Here's a picture of my grulla to give you an idea, I'm going with this horse is a sooty buckskin like the rest have said...


----------



## mom2pride (May 5, 2009)

I want to say he is probably a smutty buckskin...a better picture with better lighting would be helpful


----------



## tinyliny (Oct 31, 2009)

That's a neat lookin' Grulla. I love the long face and Roman nose. Is it mustang or part so? or has some spanish or south american? I am all over the globe her. I like its' long lanky lines. Has good stamina?


----------



## mliponoga (Jul 24, 2010)

tinyliny said:


> That's a neat lookin' Grulla. I love the long face and Roman nose. Is it mustang or part so? or has some spanish or south american? I am all over the globe her. I like its' long lanky lines. Has good stamina?

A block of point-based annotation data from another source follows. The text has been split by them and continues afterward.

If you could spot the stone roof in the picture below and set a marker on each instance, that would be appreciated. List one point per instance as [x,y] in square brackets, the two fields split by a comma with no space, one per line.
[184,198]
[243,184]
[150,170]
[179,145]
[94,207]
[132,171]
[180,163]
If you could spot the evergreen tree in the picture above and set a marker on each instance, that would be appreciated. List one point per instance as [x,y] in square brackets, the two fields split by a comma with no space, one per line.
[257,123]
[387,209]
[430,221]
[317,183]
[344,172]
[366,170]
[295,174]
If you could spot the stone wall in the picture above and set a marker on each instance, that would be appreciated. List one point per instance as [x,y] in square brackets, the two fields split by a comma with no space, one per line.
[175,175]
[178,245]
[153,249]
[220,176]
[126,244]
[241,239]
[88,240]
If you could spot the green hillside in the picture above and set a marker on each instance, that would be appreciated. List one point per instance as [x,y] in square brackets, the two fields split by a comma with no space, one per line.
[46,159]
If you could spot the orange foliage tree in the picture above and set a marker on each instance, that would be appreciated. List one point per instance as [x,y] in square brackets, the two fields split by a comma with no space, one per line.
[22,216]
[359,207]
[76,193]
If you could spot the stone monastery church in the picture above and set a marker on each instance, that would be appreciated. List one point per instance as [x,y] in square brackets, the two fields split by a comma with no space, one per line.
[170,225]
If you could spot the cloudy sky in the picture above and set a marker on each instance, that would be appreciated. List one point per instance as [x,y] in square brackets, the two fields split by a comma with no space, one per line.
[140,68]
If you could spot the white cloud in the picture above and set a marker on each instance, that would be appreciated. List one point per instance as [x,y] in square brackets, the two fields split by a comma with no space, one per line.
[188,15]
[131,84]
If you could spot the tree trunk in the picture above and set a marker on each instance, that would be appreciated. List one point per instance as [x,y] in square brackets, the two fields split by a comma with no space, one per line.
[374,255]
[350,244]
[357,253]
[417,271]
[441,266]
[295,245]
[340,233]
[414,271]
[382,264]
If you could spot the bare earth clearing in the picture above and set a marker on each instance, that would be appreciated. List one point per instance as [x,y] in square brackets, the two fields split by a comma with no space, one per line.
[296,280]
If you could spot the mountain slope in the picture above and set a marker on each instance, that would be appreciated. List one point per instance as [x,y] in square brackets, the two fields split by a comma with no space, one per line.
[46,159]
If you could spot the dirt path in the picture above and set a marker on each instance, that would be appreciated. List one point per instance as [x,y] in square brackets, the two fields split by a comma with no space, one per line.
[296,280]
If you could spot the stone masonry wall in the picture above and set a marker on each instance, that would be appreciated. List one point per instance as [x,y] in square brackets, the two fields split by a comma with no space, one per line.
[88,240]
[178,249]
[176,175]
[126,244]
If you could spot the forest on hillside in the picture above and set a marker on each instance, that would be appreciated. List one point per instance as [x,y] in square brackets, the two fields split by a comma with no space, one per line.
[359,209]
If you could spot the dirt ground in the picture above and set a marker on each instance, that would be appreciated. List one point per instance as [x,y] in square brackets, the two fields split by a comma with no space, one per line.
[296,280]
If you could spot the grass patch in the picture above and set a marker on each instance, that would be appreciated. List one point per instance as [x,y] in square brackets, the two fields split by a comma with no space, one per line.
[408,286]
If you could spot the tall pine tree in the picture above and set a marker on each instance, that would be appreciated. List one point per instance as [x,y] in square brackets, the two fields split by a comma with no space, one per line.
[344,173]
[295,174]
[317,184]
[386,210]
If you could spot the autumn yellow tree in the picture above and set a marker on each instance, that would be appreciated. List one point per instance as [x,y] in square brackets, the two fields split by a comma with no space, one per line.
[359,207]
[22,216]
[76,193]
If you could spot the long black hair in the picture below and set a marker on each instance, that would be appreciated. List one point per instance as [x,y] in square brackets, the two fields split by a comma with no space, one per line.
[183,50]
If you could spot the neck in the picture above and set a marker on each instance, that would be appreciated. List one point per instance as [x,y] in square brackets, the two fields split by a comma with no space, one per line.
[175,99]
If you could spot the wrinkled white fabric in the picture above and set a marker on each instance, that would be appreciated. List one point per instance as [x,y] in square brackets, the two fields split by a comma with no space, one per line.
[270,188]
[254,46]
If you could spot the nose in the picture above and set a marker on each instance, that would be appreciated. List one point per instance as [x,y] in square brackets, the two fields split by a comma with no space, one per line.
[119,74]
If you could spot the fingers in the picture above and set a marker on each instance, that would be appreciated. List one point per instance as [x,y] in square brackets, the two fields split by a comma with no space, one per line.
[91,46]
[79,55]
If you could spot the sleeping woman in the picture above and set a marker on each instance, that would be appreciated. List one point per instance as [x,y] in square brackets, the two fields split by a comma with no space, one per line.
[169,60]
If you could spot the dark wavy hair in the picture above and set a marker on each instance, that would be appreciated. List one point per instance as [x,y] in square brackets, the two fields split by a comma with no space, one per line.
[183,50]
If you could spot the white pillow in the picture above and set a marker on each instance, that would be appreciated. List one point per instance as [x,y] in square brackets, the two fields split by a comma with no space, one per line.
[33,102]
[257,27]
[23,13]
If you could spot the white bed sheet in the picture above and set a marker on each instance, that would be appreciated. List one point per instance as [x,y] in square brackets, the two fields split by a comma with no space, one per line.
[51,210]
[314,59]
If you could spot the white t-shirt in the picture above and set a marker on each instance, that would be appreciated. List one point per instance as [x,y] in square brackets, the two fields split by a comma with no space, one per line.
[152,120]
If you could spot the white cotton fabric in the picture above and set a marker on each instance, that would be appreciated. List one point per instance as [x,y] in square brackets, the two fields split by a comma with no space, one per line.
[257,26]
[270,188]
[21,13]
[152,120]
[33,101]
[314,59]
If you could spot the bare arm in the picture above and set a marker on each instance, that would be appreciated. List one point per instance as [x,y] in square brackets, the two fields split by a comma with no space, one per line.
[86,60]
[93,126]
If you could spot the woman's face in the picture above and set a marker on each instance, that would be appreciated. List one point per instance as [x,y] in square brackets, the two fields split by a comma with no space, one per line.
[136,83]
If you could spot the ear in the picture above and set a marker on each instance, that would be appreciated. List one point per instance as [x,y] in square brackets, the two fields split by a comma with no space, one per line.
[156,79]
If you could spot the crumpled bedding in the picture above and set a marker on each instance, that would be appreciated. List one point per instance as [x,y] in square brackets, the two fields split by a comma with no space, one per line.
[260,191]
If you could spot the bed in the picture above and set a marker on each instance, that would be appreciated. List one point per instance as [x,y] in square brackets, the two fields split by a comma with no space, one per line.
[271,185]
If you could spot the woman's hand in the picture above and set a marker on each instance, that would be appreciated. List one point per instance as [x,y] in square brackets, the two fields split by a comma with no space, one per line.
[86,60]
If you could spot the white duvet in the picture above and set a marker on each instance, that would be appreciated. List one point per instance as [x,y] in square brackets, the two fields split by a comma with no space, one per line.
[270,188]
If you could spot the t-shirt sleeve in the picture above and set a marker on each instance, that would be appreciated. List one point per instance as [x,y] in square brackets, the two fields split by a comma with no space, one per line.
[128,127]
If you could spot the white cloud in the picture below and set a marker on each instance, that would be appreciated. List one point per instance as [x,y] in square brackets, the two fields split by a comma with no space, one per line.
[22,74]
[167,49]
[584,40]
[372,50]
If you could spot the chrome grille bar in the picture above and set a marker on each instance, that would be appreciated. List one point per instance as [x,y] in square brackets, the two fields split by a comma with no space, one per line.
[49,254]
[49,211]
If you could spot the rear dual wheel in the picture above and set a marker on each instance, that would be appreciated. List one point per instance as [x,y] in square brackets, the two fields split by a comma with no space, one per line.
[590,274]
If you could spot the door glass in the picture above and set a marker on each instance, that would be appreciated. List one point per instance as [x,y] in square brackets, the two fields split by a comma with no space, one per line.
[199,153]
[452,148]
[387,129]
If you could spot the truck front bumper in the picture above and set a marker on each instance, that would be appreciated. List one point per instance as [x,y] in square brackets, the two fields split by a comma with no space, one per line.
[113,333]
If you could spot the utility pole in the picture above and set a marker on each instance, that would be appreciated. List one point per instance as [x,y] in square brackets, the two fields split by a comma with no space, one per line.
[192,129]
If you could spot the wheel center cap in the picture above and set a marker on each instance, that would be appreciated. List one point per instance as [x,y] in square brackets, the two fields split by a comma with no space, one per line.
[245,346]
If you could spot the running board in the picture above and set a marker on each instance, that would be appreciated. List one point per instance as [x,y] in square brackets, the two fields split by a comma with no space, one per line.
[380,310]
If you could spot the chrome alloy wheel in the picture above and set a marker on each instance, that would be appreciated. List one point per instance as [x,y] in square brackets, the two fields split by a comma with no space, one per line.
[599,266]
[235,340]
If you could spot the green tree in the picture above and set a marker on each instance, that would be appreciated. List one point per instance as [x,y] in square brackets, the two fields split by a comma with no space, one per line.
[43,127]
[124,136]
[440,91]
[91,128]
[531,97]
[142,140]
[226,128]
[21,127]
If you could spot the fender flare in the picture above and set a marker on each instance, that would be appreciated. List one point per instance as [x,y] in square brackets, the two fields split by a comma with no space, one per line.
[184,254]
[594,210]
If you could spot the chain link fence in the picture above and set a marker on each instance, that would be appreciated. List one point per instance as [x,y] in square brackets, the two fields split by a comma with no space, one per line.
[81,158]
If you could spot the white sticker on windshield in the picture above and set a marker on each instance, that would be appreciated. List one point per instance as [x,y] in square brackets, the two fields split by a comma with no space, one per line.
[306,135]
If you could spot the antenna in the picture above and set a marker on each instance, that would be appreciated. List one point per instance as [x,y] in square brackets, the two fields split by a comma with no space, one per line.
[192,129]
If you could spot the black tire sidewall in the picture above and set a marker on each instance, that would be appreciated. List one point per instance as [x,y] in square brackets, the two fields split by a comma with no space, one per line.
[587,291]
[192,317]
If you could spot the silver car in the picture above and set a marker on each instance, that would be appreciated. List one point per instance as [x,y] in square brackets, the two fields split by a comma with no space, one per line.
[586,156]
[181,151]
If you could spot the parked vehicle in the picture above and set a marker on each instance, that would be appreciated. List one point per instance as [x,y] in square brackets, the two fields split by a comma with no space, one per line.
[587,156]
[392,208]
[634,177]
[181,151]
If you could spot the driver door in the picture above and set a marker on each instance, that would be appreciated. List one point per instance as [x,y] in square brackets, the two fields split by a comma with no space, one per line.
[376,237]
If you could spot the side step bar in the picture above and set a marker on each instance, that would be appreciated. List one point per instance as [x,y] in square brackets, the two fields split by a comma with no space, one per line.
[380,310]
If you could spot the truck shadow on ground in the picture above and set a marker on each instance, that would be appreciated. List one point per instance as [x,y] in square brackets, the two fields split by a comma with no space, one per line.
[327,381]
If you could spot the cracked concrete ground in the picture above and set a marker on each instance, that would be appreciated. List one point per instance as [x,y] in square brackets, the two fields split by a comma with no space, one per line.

Honestly don't know...I got her as a rescue and I've looked up and down but she looks mostly QH to me. She's got a lot of cow sense and is very, very athletic and really fast!! She's intelligent and very quick to learn. I'm still trying to track down previous owners, but they're all saying QH, just haven't gotten back to who bred her yet...


----------



## DunAsYouWish (Apr 21, 2010)

Here is another Grulla example for you...my yearling. I would say Sooty Buckskin as well on yours.


----------



## speedy da fish (May 7, 2009)

definitely bay based, sooty buckskin by the look of things. most likely


----------



## LiveLaughLope (Sep 15, 2010)

Grulla! A REALLY good website on Grullas: What IS a Grulla?


----------



## KateKlemmer (Aug 15, 2010)

like just about everyone else, I'd say sooty buckskin 

&mliponoga, everytime I see your mare I drool


----------



## mfed58 (Sep 15, 2010)

I've gotta say he's a Grulla. Primarily because of his legs being black up to/past the knees. I have a grulla and thats one of the distinguishing factors. Beautiful horse!


----------